The answer is not borrowing money from international cartels that use war for land and resource grabs.

The answer is having any money available to be optional to anyone.

This obviously creates problems with taxation, regulation, banking.

Governments and banks are shit anyway and the proof that they are necessary whether they are good or bad always revolve around circular logic.

Of course in a society based on governments and banks taking out money/debt will profit more than any other way without taking out a debt when using a sound expansionist business model.

However that may not be the case with a good business model in a society that is not prone to government/corporation sponsored inflation, taxes, corporate sponsored restrictions (that just "regulate" the increasing power of internationalist corporations). Short term debts may be useful but really would not make sense in a society where constant and perpetual inflation are not mandated by the state.

In short, capitalism sucks, communism sucks, telling others how to live their private lives and market interactions sucks.


 No.735

>>732

Glad we can discuss this.

So a system in which currency may exist (but not be mandatory to have or trade) that isn't regulated or produced by the government would be ideal then.

Man, that would truly be the most free market of all. Would it be able to work with a large population though? Or even within a structure of a country or state?


 No.740

>>735

>So a system in which currency may exist (but not be mandatory to have or trade) that isn't regulated or produced by the government would be ideal then.

>

>Man, that would truly be the most free market of all. Would it be able to work with a large population though? Or even within a structure of a country or state?

A country/state that is voluntary is possible, so long as people aren't forced into it by issue of birth or residence.

I don't see why it would not work with a large population, resources could not be owned by some distant oligarch without the state enforcing absentee ownership. The state that is an involuntary government thrust on the people perpetuates all wrongs and creates many that need not even exist. The problem is cyclical in the way human lives are cyclical. Children need to be educated, young men and women need to be reminded, old people must be taken care of by their families so that they not succumb to the welfare state promises of some tyrant or another.


 No.754

>>658

>anticapitalist

>pro libertarian

pick one

>>659

how is capitalism flawed?

>>728

>the concept of money and currency should be able to work more effectively and fairly on it's own.

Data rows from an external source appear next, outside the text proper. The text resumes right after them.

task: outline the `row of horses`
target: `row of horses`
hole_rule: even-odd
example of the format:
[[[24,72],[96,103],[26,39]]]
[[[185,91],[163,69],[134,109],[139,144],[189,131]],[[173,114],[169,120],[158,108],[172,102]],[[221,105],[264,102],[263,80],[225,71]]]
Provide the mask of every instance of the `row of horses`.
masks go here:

that is literally capitalism piss pour arguement as to why its flawed

>>732

>The answer is having any money available to be optional to anyone.

literally communism

>capitalism sucks

>telling others how to live their private lives and market interactions sucks

ok you really need to pick one now.


 No.757

>>754

>>The answer is having any money available to be optional to anyone.

>

>literally communism

>

>>capitalism sucks

>

>>telling others how to live their private lives and market interactions sucks

>

>ok you really need to pick one now.

Did you just say that allowing anyone to be able to use any currency optionally is communism or that not mandating a government enforced one currency is telling others how to live?